= Marketspace =

Management concept

The marketspace is a marketing and strategic management concept that emerged in the mid-1990s. It refers to a virtual "information-defined transaction space" in contrast to traditional physical marketplaces. The term was introduced by Jeffrey Rayport and John Sviokla in their 1994 article "Managing in the Marketspace" that appeared in Harvard Business Review.

==Definition==
Rayport and Sviokla did not present a formal definition of marketspace in their original Harvard Business Review paper but describe its characteristics. In synthesis marketspace is an information-defined transaction space where value is created and extracted. It exists in parallel to physical marketplaces and marketplace transactions.

A marketspace transaction is different from marketplace transactions. According to Rayport and Sviokla both differ in terms of content, context, and infrastructure. The content of the transaction is different because the marketspace replaces actual goods and services with information about goods and services. The context differs substituting face-to-face interactions with technology mediated transactions, for example electronic, on-screen interactions. Finally the infrastructure that enables the transaction to occur differs. Connected electronic devices such as computers replace a physical marketplace such as a mall. The marketspace is in essence a virtual selling space.

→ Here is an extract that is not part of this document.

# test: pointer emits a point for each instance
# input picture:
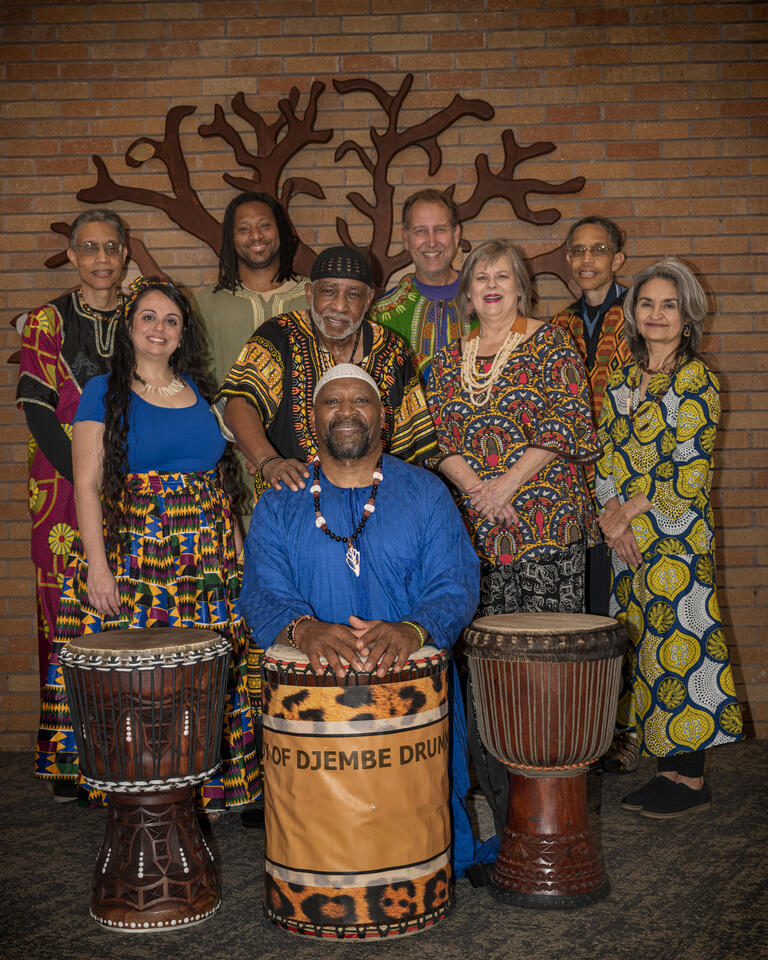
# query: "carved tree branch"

Rayport and Sviokla make three references to the Internet in their paper. The term internet has replaced the term marketspace, which is rarely used nowadays. For recent exceptions see:
- Kuruzovich, J., Viswanathan, S., Agarwal, R., Gosain, S., & Weitzman, S. (2008). Marketspace or Marketplace? Online Information Search and Channel Outcomes in Auto Retailing. Information Systems Research, 19(2), 182–201.
- Dholakia, N., Darmody, A., Zwick, D., Dholakia, R. R., & Fırat, A. F. (2021). Consumer Choicemaking and Choicelessness in Hyperdigital Marketspaces. Journal of Macromarketing, 41(1), 65-74.

== Impact ==
The Harvard Business Review article led to various academic investigations, especially in international business. Jim Hamill, a reader in the marketing department at the University of Strathclyde in Scotland at the time, was one of the first to note this link in a 1997 paper.

==Bibliography==
- Rayport, J.F. and J.J. Sviokla (1995), "Exploiting the Virtual Value Chain," Harvard Business Review, Nov-Dec, 75-85.
- Rayport, J.F. and J.J. Sviokla (1994), "Managing in the Marketspace," Harvard Business Review, Nov-Dec, 141-150.